Heidemarie Wolf ist im Café Kühn ihrer Oma aufgewachsen und zog als Fünfjährige mit ihrer Mutter nach Berlin. Jetzt ist sie Rentnerin und wollte zurück in ihre Heimatstadt. Mit ihrem Mann hatte sie schon ein Haus gefunden. Kurz vor der Unterschrift unter den Kaufvertrag mischte der Zufall die Karten neu.
Das Haus mit dem Café gehörte inzwischen jemand anderem, der wollte es verkaufen und saß nun zufällig mit am Tisch. Da war es für Heidemarie Wolf und ihren Mann keine Frage mehr, welches Haus sie kaufen. Jetzt gehört es wieder der Familie und die ist zurück. Ein schöner Zufall mit Folgen.
Über 85 Jahre Familiengeschichte mit einem Intermezzo
Wann die Geschichte des Gebäudes an der markanten Ecke am Ortseingang in Berggießhübel beginnt, wissen Wolfs nicht so genau. Ihre Familiengeschichte beginnt, als Bruno Kühn das Haus um 1890 kauft. Damals bestand es nur aus einer Bäckerei. Mit seiner Frau Anna hatte Bruno vier Kinder, einer davon war Gerhard, der das Haus 1938 übernahm und das Café anbaute.
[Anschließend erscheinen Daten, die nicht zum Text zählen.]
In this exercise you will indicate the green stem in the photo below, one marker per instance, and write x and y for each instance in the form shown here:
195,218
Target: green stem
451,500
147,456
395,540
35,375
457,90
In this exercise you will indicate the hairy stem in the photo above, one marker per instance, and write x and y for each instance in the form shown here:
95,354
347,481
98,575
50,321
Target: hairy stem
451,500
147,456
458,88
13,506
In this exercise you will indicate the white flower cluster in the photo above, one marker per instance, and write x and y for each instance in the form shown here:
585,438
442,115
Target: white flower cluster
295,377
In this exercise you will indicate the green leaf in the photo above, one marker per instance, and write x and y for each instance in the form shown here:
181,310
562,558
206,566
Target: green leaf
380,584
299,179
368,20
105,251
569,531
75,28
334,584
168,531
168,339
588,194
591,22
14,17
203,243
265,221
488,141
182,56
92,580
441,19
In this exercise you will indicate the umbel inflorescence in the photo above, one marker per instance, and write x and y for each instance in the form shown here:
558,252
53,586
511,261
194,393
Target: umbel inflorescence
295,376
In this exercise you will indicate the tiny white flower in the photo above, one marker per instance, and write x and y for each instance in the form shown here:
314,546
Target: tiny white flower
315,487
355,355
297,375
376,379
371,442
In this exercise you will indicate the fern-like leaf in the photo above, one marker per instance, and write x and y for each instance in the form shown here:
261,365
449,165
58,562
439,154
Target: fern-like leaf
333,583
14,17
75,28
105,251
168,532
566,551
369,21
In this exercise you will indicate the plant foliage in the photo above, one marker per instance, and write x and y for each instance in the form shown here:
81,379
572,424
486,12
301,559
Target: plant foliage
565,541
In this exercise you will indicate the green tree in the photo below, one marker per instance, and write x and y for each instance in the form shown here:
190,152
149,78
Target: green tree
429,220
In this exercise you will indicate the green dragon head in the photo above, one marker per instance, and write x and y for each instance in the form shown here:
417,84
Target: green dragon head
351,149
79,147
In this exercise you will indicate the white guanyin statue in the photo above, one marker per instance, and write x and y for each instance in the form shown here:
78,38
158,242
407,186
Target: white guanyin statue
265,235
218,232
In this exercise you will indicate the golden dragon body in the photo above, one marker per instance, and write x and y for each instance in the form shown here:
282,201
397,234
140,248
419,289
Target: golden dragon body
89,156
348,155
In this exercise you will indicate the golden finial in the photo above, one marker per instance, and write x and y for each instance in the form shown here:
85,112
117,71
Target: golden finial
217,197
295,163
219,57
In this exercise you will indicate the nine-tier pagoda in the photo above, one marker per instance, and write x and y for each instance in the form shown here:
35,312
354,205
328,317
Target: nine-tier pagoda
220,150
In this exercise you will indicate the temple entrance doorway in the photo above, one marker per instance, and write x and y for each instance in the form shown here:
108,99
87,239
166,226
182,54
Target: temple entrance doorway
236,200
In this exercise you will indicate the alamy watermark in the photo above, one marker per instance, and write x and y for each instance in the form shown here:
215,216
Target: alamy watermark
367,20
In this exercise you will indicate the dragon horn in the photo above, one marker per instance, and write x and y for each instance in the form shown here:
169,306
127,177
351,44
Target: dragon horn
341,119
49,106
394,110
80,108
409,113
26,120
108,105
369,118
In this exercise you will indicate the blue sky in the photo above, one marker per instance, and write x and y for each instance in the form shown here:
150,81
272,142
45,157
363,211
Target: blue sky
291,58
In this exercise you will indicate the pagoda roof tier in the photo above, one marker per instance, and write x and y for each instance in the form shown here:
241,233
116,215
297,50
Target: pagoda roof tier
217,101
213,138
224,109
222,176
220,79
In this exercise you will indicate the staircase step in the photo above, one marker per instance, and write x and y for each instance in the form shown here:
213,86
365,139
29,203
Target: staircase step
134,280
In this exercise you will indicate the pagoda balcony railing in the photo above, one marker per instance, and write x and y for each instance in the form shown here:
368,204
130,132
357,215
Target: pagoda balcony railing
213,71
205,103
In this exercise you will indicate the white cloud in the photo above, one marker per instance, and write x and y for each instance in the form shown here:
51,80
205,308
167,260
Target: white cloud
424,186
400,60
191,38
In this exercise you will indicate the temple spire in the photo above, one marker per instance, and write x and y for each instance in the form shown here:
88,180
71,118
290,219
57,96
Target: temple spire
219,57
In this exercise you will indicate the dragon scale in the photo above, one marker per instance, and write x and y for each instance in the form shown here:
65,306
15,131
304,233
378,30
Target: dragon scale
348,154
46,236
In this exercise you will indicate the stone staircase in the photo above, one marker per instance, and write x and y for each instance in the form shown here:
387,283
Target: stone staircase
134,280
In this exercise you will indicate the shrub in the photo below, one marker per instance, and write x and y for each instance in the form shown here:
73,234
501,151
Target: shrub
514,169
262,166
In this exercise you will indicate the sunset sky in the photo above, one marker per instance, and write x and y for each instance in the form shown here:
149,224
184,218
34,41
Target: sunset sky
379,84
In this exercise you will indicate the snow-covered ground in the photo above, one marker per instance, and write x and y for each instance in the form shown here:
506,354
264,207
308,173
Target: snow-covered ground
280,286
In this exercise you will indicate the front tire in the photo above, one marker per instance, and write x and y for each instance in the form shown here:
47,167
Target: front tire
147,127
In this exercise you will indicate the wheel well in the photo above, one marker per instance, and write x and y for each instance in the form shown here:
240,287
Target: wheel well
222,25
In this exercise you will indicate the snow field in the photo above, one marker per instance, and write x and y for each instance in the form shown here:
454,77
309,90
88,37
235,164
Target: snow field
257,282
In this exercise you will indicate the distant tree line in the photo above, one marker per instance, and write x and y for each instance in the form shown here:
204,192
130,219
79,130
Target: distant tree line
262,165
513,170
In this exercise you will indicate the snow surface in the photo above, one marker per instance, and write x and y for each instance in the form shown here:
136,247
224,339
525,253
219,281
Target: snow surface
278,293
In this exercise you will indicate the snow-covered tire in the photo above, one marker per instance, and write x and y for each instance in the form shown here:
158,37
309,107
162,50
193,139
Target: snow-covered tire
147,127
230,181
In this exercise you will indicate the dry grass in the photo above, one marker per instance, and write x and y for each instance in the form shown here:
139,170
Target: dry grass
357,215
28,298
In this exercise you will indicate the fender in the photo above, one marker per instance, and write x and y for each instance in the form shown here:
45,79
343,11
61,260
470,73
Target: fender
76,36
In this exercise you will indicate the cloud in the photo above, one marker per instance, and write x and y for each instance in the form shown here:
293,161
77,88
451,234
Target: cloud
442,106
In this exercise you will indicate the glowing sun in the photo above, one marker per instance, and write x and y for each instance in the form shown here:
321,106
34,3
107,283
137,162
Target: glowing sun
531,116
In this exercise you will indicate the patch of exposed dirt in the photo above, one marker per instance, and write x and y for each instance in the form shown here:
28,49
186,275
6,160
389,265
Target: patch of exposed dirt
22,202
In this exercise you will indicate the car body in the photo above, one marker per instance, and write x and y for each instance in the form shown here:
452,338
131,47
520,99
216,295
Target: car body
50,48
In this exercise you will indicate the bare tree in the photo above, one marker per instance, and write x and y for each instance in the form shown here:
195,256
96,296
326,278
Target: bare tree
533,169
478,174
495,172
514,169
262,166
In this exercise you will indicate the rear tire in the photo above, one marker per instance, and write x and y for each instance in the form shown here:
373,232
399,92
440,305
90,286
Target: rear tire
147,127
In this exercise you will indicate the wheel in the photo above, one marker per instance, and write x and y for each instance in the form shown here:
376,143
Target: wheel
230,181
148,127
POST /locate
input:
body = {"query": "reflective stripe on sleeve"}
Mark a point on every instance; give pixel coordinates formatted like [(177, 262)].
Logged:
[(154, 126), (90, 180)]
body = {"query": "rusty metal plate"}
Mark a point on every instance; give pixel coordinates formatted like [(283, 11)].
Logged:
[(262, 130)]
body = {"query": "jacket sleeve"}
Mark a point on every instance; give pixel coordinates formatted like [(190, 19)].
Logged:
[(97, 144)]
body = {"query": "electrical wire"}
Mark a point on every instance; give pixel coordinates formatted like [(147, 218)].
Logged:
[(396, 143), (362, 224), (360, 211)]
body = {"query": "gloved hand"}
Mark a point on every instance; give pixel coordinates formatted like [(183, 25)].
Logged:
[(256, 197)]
Gerhard heiratete die Pralinenverkäuferin Johanna aus Pirna. Sie zog nach Berggießhübel, sie hatten drei Kinder, die Bäckerei war verpachtet. Aus dem Krieg kam Gerhard nicht zurück. Johanna führte das Café bis 1973, dann folgte bis nach der Wende die Tante von Heidemarie Wolf, bis das Haus verkauft wurde. Günter, der Sohn von Johanna und Gerhard, war Bäcker und führte ab etwa 1960 die Bäckerei. Sein Sohn hieß auch Gerhard und war bis zu seinem frühen Tod im November 2023 der Bäcker.
Das Café Kühn gibt es also seit über 85 Jahren - mit dem Zwischenintermezzo als "Café 1a" - und Café Kühn soll es auch künftig wieder sein. Das ist eine der Prämissen der Wolfs, die jetzt einen Pächter fürs Café suchen. Es selbst zu betreiben ist keine Option. "Dafür müssten wir jünger sein", sagen sie. Die Tochter ist beruflich anders verankert. Vielleicht ist die vierjährige Enkelin irgendwann die nächste Café-Generation. Doch bis dahin soll es nicht leer stehen. Die Wolfs haben oben ihre Wohnung - die Küche war das Büro des Vorbesitzers - unten ist das Café. Die ehemalige Bäckerei hat die Tochter dieses Jahr gekauft, sie wird das Zuhause ihrer Familie.
Das Café ist gut und vollständig eingerichtet. Zu den wertvollen Dingen gehört die Softeismaschine, die schon einige den Wolfs abkaufen wollten. Die Küche ist von der Kaffeemaschine bis zum Kaffeelöffel ausgestattet. In der Gaststube stehen Tische, Stühle und Lampen und ist Platz für etwa 50 Personen, je nachdem wie man sie einrichtet. Dazu kommt die Terrasse. Theoretisch kann jemand sofort loslegen. Wenn es erst kommendes Frühjahr wäre, wäre es Heidemarie Wolf und ihrer Familie auch recht. Druck machen sie sich selbst und den künftigen Pächtern nicht, sagen sie.
Die Wolfs möchten 1.000 Euro Pacht monatlich, plus 300 Euro für Geräte, Maschinen und Technik sowie 300 Euro Betriebskosten. Inklusive ist die gesamte Ausstattung und Einrichtung. Dazu kommt die prädestinierte Lage. Die Reha-Klinik um die Ecke, die Bushaltestelle, die nach wie vor "Café Kühn" heißt, davor. Hier steigen viele Besucher aus bzw. ein, die ins Besucherbergwerk wollen bzw. davon kommen und meist noch etwas Zeit haben für einen Kaffee, aber eben kein Café finden.
Keine Chance für Pizza und Döner
Auch deshalb soll das Café Café bleiben, nicht nur vom Namen - Pizza und Döner im Angebot scheiden aus, sagt Heidemarie Wolf. Sie wünscht sich nette Leute als Betreiber, die zuverlässig sind und ein Herz für die Tradition sowie eigene Ideen haben. Berggießhübel kann das Café gut gebrauchen. Als Café, für die Geschichte und die Zukunft.